Once again she was hearing her mother's voice, and this time it was saying something it had never said before: Leave him. Take the children, and leave him. He's a liar, he's a drunk, and whatever his problems are have nothing to do with you. Don't let him destroy you. Don't let him destroy the children. Get out now, before it's too late.

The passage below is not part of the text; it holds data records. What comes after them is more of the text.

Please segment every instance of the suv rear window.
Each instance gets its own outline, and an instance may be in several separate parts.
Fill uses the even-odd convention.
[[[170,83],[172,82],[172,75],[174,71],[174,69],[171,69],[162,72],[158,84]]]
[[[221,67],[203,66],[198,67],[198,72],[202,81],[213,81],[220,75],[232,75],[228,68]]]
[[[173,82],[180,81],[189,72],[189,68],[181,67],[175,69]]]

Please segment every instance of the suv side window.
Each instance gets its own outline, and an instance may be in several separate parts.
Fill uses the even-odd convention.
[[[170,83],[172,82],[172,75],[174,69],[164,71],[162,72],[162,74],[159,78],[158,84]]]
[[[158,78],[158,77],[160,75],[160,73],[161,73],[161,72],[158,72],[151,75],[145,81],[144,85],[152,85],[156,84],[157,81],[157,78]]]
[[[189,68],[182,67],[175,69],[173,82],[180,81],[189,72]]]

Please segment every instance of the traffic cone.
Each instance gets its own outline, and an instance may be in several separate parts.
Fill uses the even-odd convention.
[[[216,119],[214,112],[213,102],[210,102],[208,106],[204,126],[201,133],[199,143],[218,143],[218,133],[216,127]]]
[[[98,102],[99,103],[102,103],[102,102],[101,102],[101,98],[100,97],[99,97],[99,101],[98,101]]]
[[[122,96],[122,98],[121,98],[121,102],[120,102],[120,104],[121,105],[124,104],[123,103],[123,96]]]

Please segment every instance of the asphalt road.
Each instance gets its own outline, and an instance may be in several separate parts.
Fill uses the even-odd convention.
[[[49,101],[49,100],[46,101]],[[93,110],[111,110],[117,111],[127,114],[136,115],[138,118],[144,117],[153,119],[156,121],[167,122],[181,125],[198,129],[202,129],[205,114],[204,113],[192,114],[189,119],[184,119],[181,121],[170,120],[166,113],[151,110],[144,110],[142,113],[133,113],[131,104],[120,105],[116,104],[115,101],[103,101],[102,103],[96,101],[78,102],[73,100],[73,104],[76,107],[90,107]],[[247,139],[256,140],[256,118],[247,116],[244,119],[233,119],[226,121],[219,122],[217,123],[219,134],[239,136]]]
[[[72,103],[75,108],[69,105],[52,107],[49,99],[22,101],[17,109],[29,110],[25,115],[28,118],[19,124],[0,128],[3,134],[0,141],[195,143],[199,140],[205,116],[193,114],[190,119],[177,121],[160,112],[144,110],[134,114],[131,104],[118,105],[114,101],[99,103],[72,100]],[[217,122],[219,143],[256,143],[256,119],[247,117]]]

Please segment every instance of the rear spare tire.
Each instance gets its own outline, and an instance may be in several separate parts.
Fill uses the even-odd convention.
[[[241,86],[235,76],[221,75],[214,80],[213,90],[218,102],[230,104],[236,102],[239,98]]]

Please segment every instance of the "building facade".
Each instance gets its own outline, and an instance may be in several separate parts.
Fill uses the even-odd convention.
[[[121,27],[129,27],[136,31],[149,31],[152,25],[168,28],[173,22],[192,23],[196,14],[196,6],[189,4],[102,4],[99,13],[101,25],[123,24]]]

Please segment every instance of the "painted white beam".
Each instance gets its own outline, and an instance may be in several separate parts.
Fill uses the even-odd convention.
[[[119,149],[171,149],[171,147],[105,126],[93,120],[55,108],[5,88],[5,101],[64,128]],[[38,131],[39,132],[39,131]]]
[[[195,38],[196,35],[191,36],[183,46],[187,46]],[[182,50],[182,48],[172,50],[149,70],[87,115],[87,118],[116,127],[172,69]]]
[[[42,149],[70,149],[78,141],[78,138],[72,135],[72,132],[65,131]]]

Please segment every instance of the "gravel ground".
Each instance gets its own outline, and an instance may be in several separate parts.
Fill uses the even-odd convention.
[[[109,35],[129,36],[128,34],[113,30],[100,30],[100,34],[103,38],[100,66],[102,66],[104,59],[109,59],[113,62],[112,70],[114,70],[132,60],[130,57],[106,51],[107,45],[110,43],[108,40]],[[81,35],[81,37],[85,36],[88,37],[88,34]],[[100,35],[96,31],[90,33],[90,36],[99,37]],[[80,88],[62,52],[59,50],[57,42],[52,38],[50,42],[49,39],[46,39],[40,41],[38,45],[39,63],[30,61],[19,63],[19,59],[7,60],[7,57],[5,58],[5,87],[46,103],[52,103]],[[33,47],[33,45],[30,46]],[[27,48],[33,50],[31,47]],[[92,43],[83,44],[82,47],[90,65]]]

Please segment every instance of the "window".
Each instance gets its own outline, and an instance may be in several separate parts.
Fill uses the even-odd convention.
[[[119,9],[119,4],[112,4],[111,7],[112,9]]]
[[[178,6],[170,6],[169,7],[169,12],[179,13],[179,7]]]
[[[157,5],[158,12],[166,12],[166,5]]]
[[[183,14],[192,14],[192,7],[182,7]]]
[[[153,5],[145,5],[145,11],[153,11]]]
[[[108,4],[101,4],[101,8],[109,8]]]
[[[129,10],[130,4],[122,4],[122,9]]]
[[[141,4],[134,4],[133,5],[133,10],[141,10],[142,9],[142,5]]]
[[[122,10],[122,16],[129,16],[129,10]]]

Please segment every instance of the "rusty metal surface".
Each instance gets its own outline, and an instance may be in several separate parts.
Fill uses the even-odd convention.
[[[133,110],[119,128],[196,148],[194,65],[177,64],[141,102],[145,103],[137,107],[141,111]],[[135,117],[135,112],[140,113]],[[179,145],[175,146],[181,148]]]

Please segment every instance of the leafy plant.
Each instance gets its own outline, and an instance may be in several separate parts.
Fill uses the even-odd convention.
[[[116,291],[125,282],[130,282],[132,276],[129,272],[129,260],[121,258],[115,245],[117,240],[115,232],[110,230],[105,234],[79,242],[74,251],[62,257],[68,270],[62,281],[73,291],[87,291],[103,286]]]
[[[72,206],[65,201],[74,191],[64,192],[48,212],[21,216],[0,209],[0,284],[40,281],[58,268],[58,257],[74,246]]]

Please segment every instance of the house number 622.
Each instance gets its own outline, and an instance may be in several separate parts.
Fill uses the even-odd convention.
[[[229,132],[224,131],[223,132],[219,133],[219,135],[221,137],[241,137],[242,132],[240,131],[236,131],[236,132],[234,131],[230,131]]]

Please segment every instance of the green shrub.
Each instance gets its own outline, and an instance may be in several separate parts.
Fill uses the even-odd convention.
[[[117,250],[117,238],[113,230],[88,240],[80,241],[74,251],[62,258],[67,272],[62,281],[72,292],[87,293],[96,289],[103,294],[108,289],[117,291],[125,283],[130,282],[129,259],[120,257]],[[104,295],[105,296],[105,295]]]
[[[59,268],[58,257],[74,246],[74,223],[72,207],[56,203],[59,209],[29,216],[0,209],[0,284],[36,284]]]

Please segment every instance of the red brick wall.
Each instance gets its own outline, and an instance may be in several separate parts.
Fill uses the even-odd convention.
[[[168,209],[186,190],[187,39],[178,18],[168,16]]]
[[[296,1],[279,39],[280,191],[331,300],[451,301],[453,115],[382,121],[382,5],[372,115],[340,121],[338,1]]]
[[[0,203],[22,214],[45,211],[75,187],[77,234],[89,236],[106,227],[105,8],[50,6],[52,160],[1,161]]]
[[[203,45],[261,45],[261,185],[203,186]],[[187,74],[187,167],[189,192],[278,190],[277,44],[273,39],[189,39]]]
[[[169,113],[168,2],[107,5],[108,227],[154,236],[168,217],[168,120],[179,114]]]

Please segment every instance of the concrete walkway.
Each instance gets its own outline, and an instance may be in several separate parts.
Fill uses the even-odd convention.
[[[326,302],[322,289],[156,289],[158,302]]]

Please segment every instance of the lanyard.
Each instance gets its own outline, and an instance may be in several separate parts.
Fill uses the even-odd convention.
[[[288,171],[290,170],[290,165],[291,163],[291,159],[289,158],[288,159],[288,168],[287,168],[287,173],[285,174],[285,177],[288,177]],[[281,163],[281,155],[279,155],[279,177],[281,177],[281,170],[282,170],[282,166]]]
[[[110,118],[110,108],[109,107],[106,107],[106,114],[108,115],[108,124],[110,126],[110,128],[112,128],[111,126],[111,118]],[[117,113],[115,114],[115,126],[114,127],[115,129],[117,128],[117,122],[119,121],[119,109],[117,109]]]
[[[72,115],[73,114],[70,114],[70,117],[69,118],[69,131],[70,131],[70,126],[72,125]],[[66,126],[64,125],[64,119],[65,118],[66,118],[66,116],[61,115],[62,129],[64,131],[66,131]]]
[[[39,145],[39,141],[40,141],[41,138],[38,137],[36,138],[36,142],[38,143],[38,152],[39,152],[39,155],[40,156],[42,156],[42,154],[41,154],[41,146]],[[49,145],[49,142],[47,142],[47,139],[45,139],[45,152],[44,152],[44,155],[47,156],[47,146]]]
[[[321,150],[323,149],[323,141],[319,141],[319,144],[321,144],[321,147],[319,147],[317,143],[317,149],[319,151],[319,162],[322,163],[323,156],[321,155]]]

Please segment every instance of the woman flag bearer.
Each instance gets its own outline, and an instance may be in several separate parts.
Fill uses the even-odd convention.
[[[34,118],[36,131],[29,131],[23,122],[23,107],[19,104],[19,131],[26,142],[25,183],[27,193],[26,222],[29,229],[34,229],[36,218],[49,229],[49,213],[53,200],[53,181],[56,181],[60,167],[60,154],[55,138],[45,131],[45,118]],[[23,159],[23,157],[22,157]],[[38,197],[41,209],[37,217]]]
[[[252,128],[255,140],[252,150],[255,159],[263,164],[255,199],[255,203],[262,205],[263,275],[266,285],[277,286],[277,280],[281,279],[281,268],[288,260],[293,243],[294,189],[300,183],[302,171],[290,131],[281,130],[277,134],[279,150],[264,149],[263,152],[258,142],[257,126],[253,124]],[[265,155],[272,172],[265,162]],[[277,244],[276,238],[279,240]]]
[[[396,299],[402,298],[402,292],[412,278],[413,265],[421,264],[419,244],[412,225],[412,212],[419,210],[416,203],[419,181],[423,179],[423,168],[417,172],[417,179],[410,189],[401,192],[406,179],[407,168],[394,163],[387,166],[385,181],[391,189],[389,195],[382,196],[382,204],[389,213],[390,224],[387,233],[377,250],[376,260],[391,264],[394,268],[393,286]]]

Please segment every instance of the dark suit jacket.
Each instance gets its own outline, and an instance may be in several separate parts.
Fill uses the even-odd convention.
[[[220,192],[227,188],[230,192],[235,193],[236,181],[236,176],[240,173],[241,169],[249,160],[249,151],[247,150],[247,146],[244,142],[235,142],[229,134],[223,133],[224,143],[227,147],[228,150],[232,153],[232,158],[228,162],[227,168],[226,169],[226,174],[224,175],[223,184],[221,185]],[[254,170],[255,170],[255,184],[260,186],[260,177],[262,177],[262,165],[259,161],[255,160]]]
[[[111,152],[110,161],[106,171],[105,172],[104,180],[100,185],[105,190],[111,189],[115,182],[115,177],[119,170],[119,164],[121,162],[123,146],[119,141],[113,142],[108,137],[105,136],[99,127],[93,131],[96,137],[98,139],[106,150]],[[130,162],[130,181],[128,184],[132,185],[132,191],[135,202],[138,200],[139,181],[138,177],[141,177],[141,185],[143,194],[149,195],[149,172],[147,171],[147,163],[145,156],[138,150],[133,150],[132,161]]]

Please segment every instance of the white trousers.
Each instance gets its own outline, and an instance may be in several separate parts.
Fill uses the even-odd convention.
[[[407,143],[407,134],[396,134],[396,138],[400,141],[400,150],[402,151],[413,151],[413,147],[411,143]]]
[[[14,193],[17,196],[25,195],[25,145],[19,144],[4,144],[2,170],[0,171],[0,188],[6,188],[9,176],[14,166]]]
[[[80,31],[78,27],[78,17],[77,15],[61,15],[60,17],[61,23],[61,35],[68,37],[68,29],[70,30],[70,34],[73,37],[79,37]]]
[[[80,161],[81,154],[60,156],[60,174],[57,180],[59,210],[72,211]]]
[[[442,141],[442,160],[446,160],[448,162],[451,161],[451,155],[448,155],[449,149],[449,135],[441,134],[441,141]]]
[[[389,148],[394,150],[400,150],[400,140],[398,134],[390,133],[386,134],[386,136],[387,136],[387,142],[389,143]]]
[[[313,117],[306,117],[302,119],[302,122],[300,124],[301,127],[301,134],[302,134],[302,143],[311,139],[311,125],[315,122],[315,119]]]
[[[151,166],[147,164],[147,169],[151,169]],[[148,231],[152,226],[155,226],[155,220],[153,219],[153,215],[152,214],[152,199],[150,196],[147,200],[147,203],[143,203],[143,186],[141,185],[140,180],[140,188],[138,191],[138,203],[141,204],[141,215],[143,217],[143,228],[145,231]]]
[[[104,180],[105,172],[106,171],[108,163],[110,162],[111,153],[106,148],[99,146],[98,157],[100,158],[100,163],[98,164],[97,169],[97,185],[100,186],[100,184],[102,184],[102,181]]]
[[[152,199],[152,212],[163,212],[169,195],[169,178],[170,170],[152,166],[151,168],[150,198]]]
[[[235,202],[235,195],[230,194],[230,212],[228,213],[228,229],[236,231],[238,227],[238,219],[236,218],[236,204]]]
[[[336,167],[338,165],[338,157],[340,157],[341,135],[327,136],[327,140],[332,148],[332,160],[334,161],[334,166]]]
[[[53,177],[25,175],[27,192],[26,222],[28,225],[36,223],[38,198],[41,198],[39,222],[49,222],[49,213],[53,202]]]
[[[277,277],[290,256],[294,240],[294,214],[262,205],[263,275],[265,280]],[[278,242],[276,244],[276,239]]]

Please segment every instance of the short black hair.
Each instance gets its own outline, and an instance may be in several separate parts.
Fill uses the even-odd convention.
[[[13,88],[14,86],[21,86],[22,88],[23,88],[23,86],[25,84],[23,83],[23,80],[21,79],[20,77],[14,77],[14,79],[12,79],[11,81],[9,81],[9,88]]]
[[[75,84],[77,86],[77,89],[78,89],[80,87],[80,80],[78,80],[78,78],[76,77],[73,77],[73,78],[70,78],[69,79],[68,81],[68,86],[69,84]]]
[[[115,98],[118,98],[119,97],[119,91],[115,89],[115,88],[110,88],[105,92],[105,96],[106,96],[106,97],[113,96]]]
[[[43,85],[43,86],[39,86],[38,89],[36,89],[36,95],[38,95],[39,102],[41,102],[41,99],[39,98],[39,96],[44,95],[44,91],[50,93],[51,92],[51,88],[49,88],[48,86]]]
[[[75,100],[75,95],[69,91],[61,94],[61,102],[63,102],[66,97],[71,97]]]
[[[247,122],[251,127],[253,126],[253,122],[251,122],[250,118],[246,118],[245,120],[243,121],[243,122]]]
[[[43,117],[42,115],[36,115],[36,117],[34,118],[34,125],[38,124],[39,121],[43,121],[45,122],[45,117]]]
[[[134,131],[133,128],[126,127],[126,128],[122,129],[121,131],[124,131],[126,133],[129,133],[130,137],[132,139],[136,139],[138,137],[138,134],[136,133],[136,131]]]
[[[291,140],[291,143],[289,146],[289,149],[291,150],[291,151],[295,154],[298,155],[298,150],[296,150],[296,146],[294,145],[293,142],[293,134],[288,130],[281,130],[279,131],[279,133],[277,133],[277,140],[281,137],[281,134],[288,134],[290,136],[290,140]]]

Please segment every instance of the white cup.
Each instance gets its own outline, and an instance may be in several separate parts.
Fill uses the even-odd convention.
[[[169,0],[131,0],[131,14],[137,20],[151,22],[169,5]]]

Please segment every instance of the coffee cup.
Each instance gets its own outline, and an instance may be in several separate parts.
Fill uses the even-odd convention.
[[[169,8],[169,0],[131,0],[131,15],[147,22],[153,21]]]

The words, so clear it was as if her mother were sitting at the kitchen table, shook Janet. Not because they were unfamiliar words.
She'd said them to herself a hundred times.
But always before, there had been qualifications.
And always before, fear had followed immediately on the heels of the thought. Fear of trying to raise the children alone. Fear of trying to put a roof over their heads, and food on the table, and clothes on their backs. But this evening, in the heavy heat of the Louisiana night, all the fears had fallen away.